660. Item, le fruict fut tant cher que on vendoit ung cent de bonnes pommes de Cappendu ung pou grosses XVI solz parisis.

661. Item, il recommença à geller en la fin de mars, et ne fut jour qu'il ne gelast jusques après Pasques, qui furent le XVIIe jour d'avril, et furent les vignes qui estoient en vallées et les marès touz gelez, et tous les bourdelays qui es trailles des jardins estoient, et tous les figuiers mors, et tous les loriers grans et petiz, et le bel pin de Sainct-Victor qui estoit le plus bel que on sceust en France, et la plus grant partie des serisiers aussi moururent celle année pour la grant froidure qui dura sans pluvoir ne sans desgeler que trop pou plus d'un quart d'an.

662. Item, en celle année, eust on trouvé en cours umbragez dessobz fyens de grans glaçons, et en vérité je en vy le jour Sainct Yves, et furent trouvez en ung arbre creux en cel an, par compte fait, VIIxx oiseaux mors de froit et plus.

663. Item, en celle année, les almandiers ne flourirent point que pou, ou neant pour vray.

664. Item, le jeudy absolu que on vent le lart, qui fut le XIIIIe [jour] du moys d'avril, vint à Paris le duc de Bourgongne[ [1078], à moult noble compaignie de signeurs et de dames, et admena avec lui sa femme la duchesse et ung bel filx qu'elle avoit eue de lui en mariaige[ [1079], et avec ce amena trois jeunes jouvenceaux qui moult beaulx estoient, qui n'estoient pas de mariaige[ [1080], et une belle pucelle, et le plus vieulx n'avoit pas plus de dix ans ou environ.

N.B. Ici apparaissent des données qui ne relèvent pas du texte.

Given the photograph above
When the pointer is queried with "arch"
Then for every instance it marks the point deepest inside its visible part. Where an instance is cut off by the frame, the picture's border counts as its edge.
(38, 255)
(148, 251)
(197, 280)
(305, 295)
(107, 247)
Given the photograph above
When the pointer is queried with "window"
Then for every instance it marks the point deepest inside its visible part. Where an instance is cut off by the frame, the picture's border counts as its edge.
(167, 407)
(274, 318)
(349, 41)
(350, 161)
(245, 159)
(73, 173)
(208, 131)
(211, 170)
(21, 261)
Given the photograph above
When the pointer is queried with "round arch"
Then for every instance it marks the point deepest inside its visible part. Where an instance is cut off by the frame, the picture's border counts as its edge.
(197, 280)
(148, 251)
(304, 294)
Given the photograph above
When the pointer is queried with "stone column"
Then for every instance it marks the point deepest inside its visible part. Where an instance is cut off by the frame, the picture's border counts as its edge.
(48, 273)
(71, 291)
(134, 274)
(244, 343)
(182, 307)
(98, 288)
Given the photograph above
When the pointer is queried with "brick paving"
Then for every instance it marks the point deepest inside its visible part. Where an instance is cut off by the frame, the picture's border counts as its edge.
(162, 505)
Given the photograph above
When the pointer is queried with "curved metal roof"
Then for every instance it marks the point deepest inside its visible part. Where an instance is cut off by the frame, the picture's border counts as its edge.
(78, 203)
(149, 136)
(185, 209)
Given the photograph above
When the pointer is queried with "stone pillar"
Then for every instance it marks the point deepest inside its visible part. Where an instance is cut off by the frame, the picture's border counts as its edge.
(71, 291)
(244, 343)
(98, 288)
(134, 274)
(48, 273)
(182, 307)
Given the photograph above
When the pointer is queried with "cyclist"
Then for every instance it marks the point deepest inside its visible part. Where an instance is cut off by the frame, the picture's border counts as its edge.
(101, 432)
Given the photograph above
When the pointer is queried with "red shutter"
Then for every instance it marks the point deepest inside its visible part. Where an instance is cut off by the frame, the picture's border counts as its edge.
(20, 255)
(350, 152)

Et avoit en sa compaignie trois chariotz tous couvers de draps d'or, et une litiere pour son filx de mariaige, car les autres chevaulchoient tres bien; et pour sa gouvernance de lui et ses gens avoit bien cent chariotz et quelque vingt charrettes, qui sont XIxx, tous chargez d'armeures, d'artillerie, de char sallée, de poisson sallé, de frommaiges, de vins de Bourgongne. Brief, il avoit toute pourveance que on peut ou doit avoir en temps de guerre ou de paix, car aussi il avoit foison pavillons pour loger aux champs, se mestier eust esté, et chascun chariot avoit tous les jours XL solz parisis, et les charrettes II frans.

665. Item, il fist sa Pasque à Paris et tint court planiere à tous venans, et l'endemain l'Université proposa devant lui sur le fait de la paix. Et le mardy ensuivant, il fist faire ung moult bel obseque aux Celestins pour feue la duchesse de Bedfort, sa seur, qui là estoit enterrée[ [1081], et là fist moult riche offrande d'argent et de luminaire, et tous prebstres, qui là voldrent aller, orent messe[ [1082].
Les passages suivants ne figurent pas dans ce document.